Antioxidant in Orange Fruits and Vegetables Tied to Health Benefits
Go orange, at least when it comes to fruits and vegetables. Eating plentiful amounts of carrots, tangerines, and yes, even pumpkin pie may reward you with certain health benefits, new research suggests. People with high blood levels of alpha-carotene—an antioxidant found in orange-colored fruits and vegetables—live longer and are less like to die of heart disease and cancer than those with little or none of it in their bloodstream, according to a study that will be published in the March issue of the Archives of Internal Medicine. During a 14-year trial, researchers from the Centers for Disease Control and Prevention found that those with the highest concentrations of alpha-carotene were nearly 40 percent less likely to have died during the study than those with the lowest. Participants with medium levels, meanwhile, were 27 percent less likely to have died. But don't start popping alpha-carotene supplements, if you find them on drugstore shelves. Study authors say more research is needed to determine exactly how alpha-carotene-rich foods protect your health.
Think More Protein, Fewer Carbs to Maintain Weight Loss
It's a sad, well-worn fact that 90 percent of folks who lose weight fail to keep the pounds off. That abysmal success rate has left nutritionists scrambling to figure out how to help dieters maintain their weight loss without feeling like they have to stay on a "diet" in perpetuity, writes U.S. News's Deborah Kotz. Well, a new study published in the New England Journal of Medicine may provide a template for post-dieters to follow. It turns out, those who fill their plates with more protein and fewer processed carbohydrates—not all carbs are created equal—are better able to maintain their weight loss than those who eat a similar number of calories but shun protein for pasta, bagels, and bread. Processed carbs, often packed with sugar and white flour, fall into the category of high-glycemic index foods because they cause a rapid spike in blood sugar levels, which promotes the storage of body fat. "The results indicate that even a modest increase in dietary protein or a modest reduction in glycemic-index values was sufficient to minimize weight regain and promote further weight loss in obese patients after a successful weight-loss diet," write the Danish study authors.

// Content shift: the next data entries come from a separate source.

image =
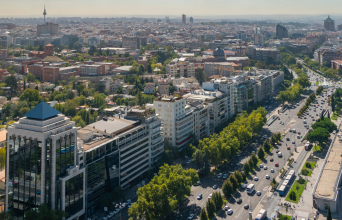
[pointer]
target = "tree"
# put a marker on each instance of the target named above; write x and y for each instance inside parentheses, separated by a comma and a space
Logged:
(44, 213)
(31, 77)
(238, 176)
(319, 134)
(203, 215)
(261, 153)
(329, 217)
(11, 81)
(227, 188)
(246, 168)
(210, 206)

The study included nearly 800 overweight volunteers who lost an average of 23 pounds by following a low-calorie diet and were then randomly assigned to one of several eating plans in an effort to prevent weight regain over six months. Weight regain was less in those assigned to eat higher amounts of protein and "low-glycemic index" carbohydrates like high-fiber fruits, vegetables, and whole grains compared to those who were told to eat less protein and more high-glycemic index foods like white rice, French fries, and sugary cereal. Those who ate more protein also were more likely to continue losing weight than those who ate mostly carbohydrates, even the unprocessed ones. [Read more: Think More Protein, Fewer Carbs to Maintain Weight Loss.]
For Health Benefits, Try Tai Chi
The gentle, 2,000-year-old Chinese practice of tai chi is often described as "meditation in motion." But the Harvard Women's Health Watch newsletter suggests a more apt description is "medication in motion," Courtney Rubin writes for U.S. News.
Tai chi, the most famous branch of Qigong, or exercises that harness the qi (life energy, pronounced "chee"), has been linked to health benefits for virtually everyone from children to seniors. Researchers aren't sure exactly how, but studies show that tai chi improves the quality of life for breast cancer patients and Parkinson's sufferers. Its combination of martial arts movements and deep breathing can be adapted even for people in wheelchairs. And it has shown promise in treating sleep problems and high blood pressure.